The securities, which mature in 2035, will pay about 5.35 cents in December 2011 should the economy grow by the 9.7 percent forecast by Morgan Stanley, according to an estimate from Alberto Bernal, head of fixed-income research at Bulltick Capital Markets, a Miami-based brokerage that focuses on Latin America.
Argentina attached the warrants to bonds it gave creditors in a 2005 restructuring of $95 billion of defaulted debt. Within months, the warrants started trading separately.
The decision to lift the money supply limit suggests the government has a “benign” view of inflation, said Alberto Ramos, an economist with Goldman Sachs Group Inc. in New York. He estimates inflation is about 20 percent, almost double the 11.2 percent annual rate the government reported for July.
Economists and politicians including Vice President Julio Cobos have questioned the official data since January 2007, when Nestor Kirchner, President Cristina Fernandez de Kirchner’s predecessor and husband, began changing personnel at the national statistics institute.
“Policies to cool down the economy have historically led us to failure,” Marco del Pont said in an e-mailed statement announcing the decision to raise the money supply limit.
A central bank official who asked not to be named in accordance with bank policies declined to comment further.
The extra yield investors demand to hold Argentine dollar bonds instead of U.S. Treasuries widened 60 basis points, or 0.6 percentage point, last week to 754 basis points on Aug. 27, according to JPMorgan’s EMBI+ Index.

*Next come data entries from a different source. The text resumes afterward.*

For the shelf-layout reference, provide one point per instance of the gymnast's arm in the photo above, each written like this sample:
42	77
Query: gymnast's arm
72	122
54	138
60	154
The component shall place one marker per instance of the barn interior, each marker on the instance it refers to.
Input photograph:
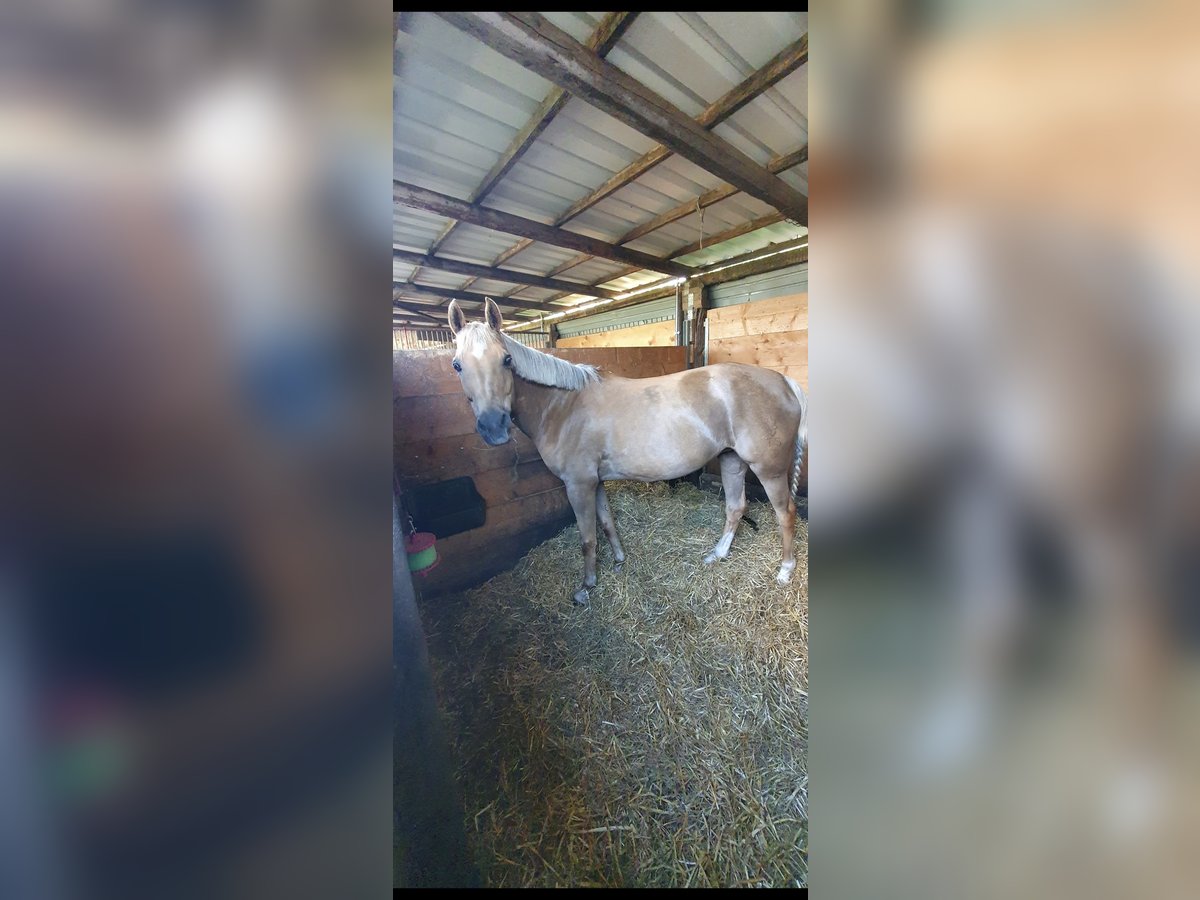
(631, 189)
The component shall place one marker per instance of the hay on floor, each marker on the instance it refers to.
(654, 738)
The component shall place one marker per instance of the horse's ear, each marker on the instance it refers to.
(457, 319)
(492, 313)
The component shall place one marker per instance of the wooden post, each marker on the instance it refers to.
(681, 336)
(695, 316)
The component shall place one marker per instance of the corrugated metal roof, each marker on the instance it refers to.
(459, 105)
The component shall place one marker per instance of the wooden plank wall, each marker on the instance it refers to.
(435, 439)
(657, 334)
(773, 334)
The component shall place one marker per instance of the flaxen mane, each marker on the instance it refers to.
(532, 365)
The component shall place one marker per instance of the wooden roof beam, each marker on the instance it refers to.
(453, 208)
(601, 41)
(427, 292)
(541, 47)
(509, 275)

The cost of protecting Argentine debt against non-payment for five years with credit-default swaps jumped 121 basis points to 942, according to data compiled by CMA DataVision. Credit- default swaps pay the buyer face value in exchange for the underlying securities or the cash equivalent should a government or company fail to adhere to debt agreements.
The peso was little changed today, falling 0.01 percent to 3.9450 per dollar.
Argentina’s money supply, as measured by the M2 monetary gauge, rose 23.8 percent in July from a year earlier to 217.8 billion pesos, exceeding a target of 214.4 billion pesos, the central bank said in a monthly report released Aug. 12. Policy makers target M2 instead of using a benchmark lending rate to control inflation.
Jorge Todesca, a former deputy economy minister who now is a partner at Finsoport Consultores Economicos research company in Buenos Aires, said the increase in the money supply limit is aimed at financing the government’s spending and will accelerate inflation, which he forecasts to reach 25 percent by year-end.
“The central bank and the government are acting as if there are no natural limits to how fast an economy can expand,” Goldman’s Ramos said. “So they continue, in my view, to over- stimulate the economy, both fiscally and monetarily, but the economy has a natural speed limit. Inflation is getting entrenched in the economy.”